A fronte dello sciopero del 30 maggio, che ha registrato soltanto l’adesione del 16% del personale, il ministro dell’Istruzione, Bianchi, ha continuato a ribadire di non comprender: non comprenderne i motivi, a sua volta evidenziando (a SKY) che “Il governo ha scelto di non tagliare: dal 2021 al 2032 avremo un milione e 400 mila bambini in meno, che avrebbe potuto significare 130 mila insegnanti in meno ma fino al 2026 il numero dei docenti rimarrà inalterato e tutte le risorse rimarranno nella scuola”.
Si omette, però di dire che il 2026 sarà l’anno di una svolta drammatica per la scuola, perché verranno tagliati circa 2.000 docenti l’anno per cinque anni.
Secondo Bianchi il decreto legge 36 dovrebbe essere letto meglio: “La sua lettura credo sia stata affrettata. Col Pnrr arriveranno 17,5 miliardi nelle scuole: 10 miliardi in infrastrutture, 2 nel digitale e 5 per la qualità della didattica, 1,5 per intervenire sulle differenze territoriali.

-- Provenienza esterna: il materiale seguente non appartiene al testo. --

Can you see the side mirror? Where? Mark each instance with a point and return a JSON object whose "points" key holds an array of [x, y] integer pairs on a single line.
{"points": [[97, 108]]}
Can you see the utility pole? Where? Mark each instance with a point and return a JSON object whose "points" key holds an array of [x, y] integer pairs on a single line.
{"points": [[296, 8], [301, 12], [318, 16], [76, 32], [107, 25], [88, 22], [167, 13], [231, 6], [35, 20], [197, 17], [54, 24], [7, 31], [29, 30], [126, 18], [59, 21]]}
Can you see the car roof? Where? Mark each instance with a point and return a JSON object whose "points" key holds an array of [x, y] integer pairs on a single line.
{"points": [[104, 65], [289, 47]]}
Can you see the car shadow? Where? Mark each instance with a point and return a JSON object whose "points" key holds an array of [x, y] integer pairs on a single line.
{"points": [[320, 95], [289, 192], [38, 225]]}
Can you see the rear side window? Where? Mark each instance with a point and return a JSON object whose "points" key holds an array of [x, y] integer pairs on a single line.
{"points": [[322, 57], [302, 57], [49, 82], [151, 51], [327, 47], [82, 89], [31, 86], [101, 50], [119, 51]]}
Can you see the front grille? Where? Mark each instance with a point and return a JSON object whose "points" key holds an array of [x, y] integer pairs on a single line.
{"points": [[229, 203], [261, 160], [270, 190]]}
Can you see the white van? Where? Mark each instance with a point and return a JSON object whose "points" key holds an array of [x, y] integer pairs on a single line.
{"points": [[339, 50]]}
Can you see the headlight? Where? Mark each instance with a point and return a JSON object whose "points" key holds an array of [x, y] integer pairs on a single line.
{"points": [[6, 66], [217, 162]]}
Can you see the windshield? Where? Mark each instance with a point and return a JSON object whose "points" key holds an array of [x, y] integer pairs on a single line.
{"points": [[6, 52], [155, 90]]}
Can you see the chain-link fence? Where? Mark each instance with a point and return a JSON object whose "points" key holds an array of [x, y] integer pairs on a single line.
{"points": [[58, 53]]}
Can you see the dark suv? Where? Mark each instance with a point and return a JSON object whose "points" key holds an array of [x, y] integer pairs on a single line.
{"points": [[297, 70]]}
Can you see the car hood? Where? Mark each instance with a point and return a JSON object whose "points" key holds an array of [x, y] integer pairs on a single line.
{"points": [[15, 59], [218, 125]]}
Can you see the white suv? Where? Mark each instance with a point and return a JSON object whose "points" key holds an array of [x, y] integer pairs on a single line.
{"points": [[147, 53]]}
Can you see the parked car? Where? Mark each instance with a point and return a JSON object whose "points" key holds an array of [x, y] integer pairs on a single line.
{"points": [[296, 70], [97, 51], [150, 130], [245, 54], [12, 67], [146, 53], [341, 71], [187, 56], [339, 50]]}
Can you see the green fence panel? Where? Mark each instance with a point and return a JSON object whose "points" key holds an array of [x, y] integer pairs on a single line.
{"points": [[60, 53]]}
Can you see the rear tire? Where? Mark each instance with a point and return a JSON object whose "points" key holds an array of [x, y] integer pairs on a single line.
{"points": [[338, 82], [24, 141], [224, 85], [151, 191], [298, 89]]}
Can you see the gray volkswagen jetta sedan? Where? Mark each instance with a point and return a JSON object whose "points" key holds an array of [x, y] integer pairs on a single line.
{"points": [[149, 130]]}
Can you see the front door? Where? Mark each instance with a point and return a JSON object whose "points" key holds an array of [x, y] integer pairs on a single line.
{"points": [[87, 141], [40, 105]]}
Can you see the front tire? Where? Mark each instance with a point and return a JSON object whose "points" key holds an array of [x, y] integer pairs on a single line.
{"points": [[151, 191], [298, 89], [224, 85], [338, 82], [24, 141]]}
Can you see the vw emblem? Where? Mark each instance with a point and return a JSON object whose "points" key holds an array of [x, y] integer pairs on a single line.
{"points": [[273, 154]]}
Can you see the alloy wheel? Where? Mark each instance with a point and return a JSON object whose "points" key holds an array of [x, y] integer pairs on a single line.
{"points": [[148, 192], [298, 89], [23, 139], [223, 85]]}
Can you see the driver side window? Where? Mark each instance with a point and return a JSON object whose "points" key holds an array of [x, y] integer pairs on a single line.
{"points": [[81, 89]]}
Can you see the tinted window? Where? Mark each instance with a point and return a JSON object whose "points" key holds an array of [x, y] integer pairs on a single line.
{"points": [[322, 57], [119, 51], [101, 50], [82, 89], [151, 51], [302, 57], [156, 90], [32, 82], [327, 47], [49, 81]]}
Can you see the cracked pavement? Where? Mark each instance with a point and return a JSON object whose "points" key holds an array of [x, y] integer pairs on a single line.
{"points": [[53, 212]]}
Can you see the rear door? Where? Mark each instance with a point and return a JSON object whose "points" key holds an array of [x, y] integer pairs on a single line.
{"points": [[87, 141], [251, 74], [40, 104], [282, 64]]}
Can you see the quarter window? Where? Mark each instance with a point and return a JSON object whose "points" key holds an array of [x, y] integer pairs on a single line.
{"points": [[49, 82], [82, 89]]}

Una tale cifra per la scuola non si è mai vista”.
Bianchi ha così rassicurato che, in ogni caso,“non c’è nessuna intenzione di smantellare la scuola pubblica, né di fare tagli: manteniamo tutte le risorse nella scuola”, e riguardo alle lamentele per la mancata stabilizzazione dei supplenti di vecchia data, con oltre tre anni di servizio svolto, ha sottolineato che, con il DL 36, è stato programmato “un intervento importante per i precari: se per la formazione di tutti sono necessari 60 crediti, per i precari ne sono previsti la metà, e a loro si permette di andare direttamente al concorso, che è previsto dalla Costituzione”. Ha quindi confermato la disponibilità a migliorarne la formulazione, se necessario, “ma a loro è dato comunque un vantaggio straordinario”.
Affrontando la questione degli stipendi non valorizzati adeguatamente dal nuovo contratto, Bianchi spiegato che la contrattazione è partita è stata avviata e che “è previsto un intervento significativo per il comparto, sono stati aggiunti 300 milioni, magari non sufficienti per i sindacati”.